Even though the Decision Review System (DRS) has been specifically introduced to eliminate howlers, it is rapidly becoming a strategic ploy with skippers not shying away from chancing their luck to try and overturn even marginal decisions. The second Test between India and England at Vizag seems to be a perfect example of the prevailing trend.
During the penultimate day, the hosts used up both their reviews within a space of six balls. However, Cheteshwar Pujara did not choose to regret those incorrect calls and attributed them to the match situation.
At the end of day press conference, Pujara believed, “It was the right call because we wanted to get wickets. There were a couple of of close calls and we thought of getting the breakthroughs. The close-in fielders also thought it was close. I think it was the right call. I’m happy with the way things went. We discussed how we want to take calls. As a fielding unit, we knew when to opt for DRS. When batting, we have a clear plan and both batsmen decide.”
Upon setting a mammoth target of 405 runs, the Indians were kept at bay by the opening duo of Alastair Cook and Haseeb Hameed. They negated the unpredictable bounce with stubborn defense even as Virat Kohli's troops began to get slightly frustrated.
After 45 overs of minimal turbulence, Ravindra Jadeja got one to turn sharply from the rough and appeared to have trapped the phlegmatic left-hander. But, the much maligned Kumar Dharmasena remained unmoved despite a vociferous appeal. Once it was sent upstairs, his decision was vindicated as the home team lost their first review.

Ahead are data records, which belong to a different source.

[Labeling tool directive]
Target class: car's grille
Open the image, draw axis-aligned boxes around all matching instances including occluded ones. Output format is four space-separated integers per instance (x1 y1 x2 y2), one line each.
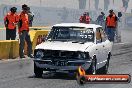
34 50 88 60
34 50 89 66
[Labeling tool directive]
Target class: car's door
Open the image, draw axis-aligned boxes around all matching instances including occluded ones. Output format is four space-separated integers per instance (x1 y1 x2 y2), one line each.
100 28 109 62
96 28 103 69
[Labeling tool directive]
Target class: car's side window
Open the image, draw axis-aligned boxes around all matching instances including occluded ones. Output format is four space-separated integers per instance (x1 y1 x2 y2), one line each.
96 27 107 43
99 28 107 42
96 28 102 43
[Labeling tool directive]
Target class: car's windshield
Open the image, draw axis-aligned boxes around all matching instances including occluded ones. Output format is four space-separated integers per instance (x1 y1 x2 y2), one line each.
47 27 94 42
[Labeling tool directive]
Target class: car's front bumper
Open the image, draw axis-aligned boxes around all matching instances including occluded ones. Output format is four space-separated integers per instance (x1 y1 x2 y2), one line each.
34 60 90 72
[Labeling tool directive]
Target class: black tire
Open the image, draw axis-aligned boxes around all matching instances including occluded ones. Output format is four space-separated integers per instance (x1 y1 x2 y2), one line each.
34 63 43 78
86 56 97 74
101 54 111 74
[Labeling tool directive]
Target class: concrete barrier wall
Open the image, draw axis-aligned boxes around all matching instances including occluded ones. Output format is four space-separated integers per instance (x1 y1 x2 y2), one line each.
0 40 19 59
0 30 49 59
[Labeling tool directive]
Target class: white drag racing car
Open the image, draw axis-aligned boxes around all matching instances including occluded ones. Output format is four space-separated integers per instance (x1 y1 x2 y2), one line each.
34 23 112 77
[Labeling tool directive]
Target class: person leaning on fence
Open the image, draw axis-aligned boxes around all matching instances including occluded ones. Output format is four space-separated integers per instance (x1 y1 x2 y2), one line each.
28 7 34 27
96 12 105 26
18 4 33 58
106 10 118 42
79 12 91 24
4 7 18 40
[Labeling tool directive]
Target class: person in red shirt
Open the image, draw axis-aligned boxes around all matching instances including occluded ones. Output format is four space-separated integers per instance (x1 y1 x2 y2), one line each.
79 12 90 24
18 4 33 58
4 7 18 40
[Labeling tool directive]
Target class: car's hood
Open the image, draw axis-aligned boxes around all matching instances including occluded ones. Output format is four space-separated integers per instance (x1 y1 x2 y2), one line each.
36 41 93 51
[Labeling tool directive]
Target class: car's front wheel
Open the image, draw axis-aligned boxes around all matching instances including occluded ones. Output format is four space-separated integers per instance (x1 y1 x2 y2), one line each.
34 63 43 78
101 54 111 74
86 56 97 74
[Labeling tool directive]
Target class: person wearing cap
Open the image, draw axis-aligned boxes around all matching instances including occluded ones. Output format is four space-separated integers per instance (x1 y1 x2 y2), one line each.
18 4 33 58
79 12 91 24
106 10 118 42
28 7 34 27
96 12 105 26
4 7 18 40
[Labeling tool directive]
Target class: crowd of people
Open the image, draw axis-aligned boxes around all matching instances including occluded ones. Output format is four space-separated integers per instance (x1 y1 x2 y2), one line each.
4 4 34 58
4 4 121 58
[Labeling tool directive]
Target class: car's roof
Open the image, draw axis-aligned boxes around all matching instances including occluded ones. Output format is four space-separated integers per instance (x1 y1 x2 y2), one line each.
53 23 102 28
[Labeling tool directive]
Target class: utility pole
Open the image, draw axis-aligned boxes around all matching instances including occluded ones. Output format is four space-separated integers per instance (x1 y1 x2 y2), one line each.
78 0 87 9
89 0 91 10
39 0 42 6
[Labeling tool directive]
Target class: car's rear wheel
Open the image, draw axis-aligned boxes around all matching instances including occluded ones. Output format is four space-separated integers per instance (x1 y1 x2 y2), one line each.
86 56 97 74
34 63 43 78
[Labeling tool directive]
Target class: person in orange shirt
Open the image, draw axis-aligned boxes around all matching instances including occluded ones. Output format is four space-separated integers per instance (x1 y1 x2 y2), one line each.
4 7 18 40
18 4 33 58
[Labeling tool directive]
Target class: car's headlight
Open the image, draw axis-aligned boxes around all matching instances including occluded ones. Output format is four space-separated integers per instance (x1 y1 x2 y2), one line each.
35 50 44 58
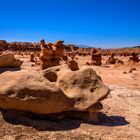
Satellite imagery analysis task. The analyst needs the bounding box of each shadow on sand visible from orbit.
[0,68,21,74]
[0,109,129,131]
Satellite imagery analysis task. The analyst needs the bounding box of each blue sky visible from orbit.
[0,0,140,48]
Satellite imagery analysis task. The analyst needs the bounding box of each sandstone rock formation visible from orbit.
[0,53,23,68]
[106,53,116,64]
[40,40,64,69]
[67,59,79,71]
[129,52,140,62]
[91,49,102,66]
[0,65,109,121]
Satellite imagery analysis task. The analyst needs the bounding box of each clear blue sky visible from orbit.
[0,0,140,48]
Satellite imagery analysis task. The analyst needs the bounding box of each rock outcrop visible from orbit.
[0,53,23,68]
[90,49,102,66]
[67,59,79,71]
[40,40,64,69]
[129,52,140,62]
[0,65,109,121]
[106,53,116,64]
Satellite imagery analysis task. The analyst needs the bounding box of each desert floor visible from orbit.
[0,56,140,140]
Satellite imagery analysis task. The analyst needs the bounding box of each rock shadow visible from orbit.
[0,109,129,131]
[0,68,21,74]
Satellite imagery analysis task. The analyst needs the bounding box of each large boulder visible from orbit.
[0,53,23,68]
[0,65,109,120]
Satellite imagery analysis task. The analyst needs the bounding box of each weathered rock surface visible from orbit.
[0,65,109,120]
[0,53,23,68]
[90,49,102,66]
[40,40,64,69]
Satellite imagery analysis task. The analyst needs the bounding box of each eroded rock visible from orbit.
[0,65,109,121]
[0,53,23,68]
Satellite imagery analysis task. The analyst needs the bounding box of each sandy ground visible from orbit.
[0,56,140,140]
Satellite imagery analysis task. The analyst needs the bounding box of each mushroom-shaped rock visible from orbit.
[0,53,23,68]
[56,67,109,110]
[0,65,109,121]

In the very next over, Ravichandran Ashwin was convinced he had Cook in his grasp. Eventually, replays showed that the delivery struck the pad first, India’s celebrations were rather premature as another umpire’s call gobbled up their second review. Although they removed both openers just before the close of play and will get the two reviews back after 80 overs are completed, their handling of the DRS did not seem too impressive.
Looking ahead to the final day, Pujara exuded confidence in his bowling attack to wrap up the match and take a 1-0 lead in the 5-match series. England need 318 more runs with eight wickets in hand. To put matters into perspective, no team has scored 400 or more in the fourth-innings on Indian soil.
With history on India’s side, the 28-year old felt, “It’s not easy chasing 400-plus in Indian conditions on day four and five. It’s always difficult, not many teams have done it. It’s a bit difficult to take wickets if you play defensive. But, we have seen there was some variable bounce. Things won’t come easy for us, we know they are capable of batting well. We would not take things for granted. We will have to come hard at them.”